界面活性剤フリーを可能にする新素材
キトサンといえば、カニの甲羅などからとれるキチンから精製されるもので、
工業用から食品と幅広く使われています。
サプリだと油などを吸着して、排出してくれるとのことで、
ダイエットサプリなんかに使われています。
で、そんなキトサンに脂肪酸を結合させた新しい素材が開発されたそうな。
作ったのは天然新素材科学研究所株式会社というベンチャー企業で、
静岡県立大学と共同研究しているそうな。
で、この新しい原料は「エクセルキトサン」と呼ばれています。
キトサン誘導体ってことですが、作用は乳化剤。
で、このエクセルキトサンの特徴は
①強電解性であるため、酸性のみならず中性、アルカリ性でも水に溶解可。
同時に、水溶液の物性は、各種の物質と共用することが容易。
つまり、とっても溶けやすくて加工しやすいってこと。
②長鎖脂肪酸をキトサン1 残基当たり10~20% 結合しており、オイルに対して強い乳化力を示し、
乳化が長期間安定。また、脂肪酸の存在で皮膚とのなじみが良い。
つまり、簡単に安定的に乳化できますよってこと。しかも使用感もよいってわけ。
③キトサンのアミノ基を多数残す事及び四級アンモニウム基の導入により、
抗菌性や保湿などキトサン本来の機能として知られる様々な薬理的機能を保持。
つまり、乳化剤にして、防腐作用と保湿作用を兼ね備えているということ。
④疎水性表面を持つ二酸化チタンや酸化亜鉛等の粉末の表面に吸着し、水中で安定に分散可能。
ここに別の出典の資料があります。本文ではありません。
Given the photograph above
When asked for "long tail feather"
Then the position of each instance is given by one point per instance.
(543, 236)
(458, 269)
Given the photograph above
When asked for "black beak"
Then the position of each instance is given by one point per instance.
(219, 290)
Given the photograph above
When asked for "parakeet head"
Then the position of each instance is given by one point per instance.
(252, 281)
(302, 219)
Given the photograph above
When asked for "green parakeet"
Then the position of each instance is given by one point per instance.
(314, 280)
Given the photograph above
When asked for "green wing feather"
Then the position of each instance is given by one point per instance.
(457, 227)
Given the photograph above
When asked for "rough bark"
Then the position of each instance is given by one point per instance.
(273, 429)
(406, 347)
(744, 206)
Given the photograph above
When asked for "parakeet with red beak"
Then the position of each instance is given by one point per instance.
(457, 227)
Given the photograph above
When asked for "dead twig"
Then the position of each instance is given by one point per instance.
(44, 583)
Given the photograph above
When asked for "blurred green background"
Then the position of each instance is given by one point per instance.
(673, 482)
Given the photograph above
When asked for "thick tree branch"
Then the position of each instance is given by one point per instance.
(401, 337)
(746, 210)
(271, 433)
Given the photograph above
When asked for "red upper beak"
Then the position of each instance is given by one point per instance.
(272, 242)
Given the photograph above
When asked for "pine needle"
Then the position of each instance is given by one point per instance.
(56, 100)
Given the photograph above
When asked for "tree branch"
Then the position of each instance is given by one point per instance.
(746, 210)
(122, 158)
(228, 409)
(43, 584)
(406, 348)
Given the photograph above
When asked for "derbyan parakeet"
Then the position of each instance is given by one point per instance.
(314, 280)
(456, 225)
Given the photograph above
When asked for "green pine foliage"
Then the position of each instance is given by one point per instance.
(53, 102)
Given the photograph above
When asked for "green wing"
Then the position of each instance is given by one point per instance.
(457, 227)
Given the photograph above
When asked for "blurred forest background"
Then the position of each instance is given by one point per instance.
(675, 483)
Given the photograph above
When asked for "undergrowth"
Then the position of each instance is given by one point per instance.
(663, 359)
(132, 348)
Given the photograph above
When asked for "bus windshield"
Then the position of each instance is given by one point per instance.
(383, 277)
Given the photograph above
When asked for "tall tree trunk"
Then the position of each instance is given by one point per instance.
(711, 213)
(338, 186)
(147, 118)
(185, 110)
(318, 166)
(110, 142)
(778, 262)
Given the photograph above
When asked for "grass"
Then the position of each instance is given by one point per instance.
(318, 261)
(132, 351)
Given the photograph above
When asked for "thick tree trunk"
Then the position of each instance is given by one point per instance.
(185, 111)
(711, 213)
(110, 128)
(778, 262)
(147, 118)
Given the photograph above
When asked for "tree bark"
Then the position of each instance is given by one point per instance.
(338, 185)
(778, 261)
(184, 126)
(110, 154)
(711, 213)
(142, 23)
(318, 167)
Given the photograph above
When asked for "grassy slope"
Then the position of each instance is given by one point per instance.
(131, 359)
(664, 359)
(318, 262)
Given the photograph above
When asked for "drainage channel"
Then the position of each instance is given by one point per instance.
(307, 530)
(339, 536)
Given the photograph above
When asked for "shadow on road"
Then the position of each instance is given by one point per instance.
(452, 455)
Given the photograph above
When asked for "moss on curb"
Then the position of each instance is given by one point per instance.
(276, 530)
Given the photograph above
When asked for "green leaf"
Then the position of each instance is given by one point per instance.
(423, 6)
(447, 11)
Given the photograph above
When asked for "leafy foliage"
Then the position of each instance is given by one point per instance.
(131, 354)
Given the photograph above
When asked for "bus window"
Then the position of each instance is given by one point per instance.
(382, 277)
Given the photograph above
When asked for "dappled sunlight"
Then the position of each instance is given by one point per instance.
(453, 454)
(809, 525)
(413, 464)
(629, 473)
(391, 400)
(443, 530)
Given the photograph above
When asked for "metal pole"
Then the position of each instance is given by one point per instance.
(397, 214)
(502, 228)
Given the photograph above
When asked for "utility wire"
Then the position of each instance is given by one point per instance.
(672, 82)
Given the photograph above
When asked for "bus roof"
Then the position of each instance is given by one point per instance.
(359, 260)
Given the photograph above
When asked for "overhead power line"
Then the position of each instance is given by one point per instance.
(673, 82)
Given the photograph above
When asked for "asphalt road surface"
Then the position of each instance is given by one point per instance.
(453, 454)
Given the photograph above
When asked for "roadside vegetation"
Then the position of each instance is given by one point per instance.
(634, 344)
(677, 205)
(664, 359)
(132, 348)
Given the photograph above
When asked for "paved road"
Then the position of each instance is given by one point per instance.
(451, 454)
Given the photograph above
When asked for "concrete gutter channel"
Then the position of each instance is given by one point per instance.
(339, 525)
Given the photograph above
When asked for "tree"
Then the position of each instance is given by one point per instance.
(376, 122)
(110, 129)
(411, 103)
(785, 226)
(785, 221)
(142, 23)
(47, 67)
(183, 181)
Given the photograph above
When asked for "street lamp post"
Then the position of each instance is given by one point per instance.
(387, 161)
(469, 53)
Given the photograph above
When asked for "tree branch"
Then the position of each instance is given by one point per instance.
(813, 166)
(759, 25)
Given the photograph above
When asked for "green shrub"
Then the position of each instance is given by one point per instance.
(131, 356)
よくあるナノ金属のコーティング剤として使えますよってこと。
⑤正電荷を持つことにより、皮膚や毛髪との相互作用が大きい。
つまり、陽イオン性界面活性剤のような働きもできるので、コーティング剤にも使えるわけさ。
しかも、安全性は非常に高いとのこと。
細胞生存率の試験では、細胞が死ぬどころか増えているという結果に。
細胞賦活作用まであるんじゃね?って勢いです。
で、メーカー曰くですが、エクセルキトサンは多機能性化粧品新素材で、
以下のような働きが期待できるんだとか。
①素肌のNMFを増加させる保湿作用
② ダメージを受けた肌を保護し、肌荒れを改善
③ 角質層との親和性を高める肌のバリア機能向上
④シワ・タルミを抑制する老化防止作用
⑤細胞レベルで若返りを促進する細胞活性作用
⑥皮膚常在菌のバランスを整える清肌作用
⑦清らかな質感を体感できるすべり感向上作用
⑤の細胞活性作用は、細胞生存率の試験でそうれっぽいデータが
でていますが、残りのは実際にどうかはちょっとわかりかねますかね。
⑥は抗菌作用があるので、選別的に作用する??
②、③、⑦は肌表面に膜を張ることになるので、
まあ、なんとなく想像できるかな?
④はちょっとわからん。
まあ、非常に面白そうな原料ではありますが、
残念ながらとあるOEMメーカーが専売しているんで、
原料を買うことができないっぽい。
エクセルキトサンを使って、オリジナル性を持った商品を作りたければ、
そこに頼むしかないってことさね。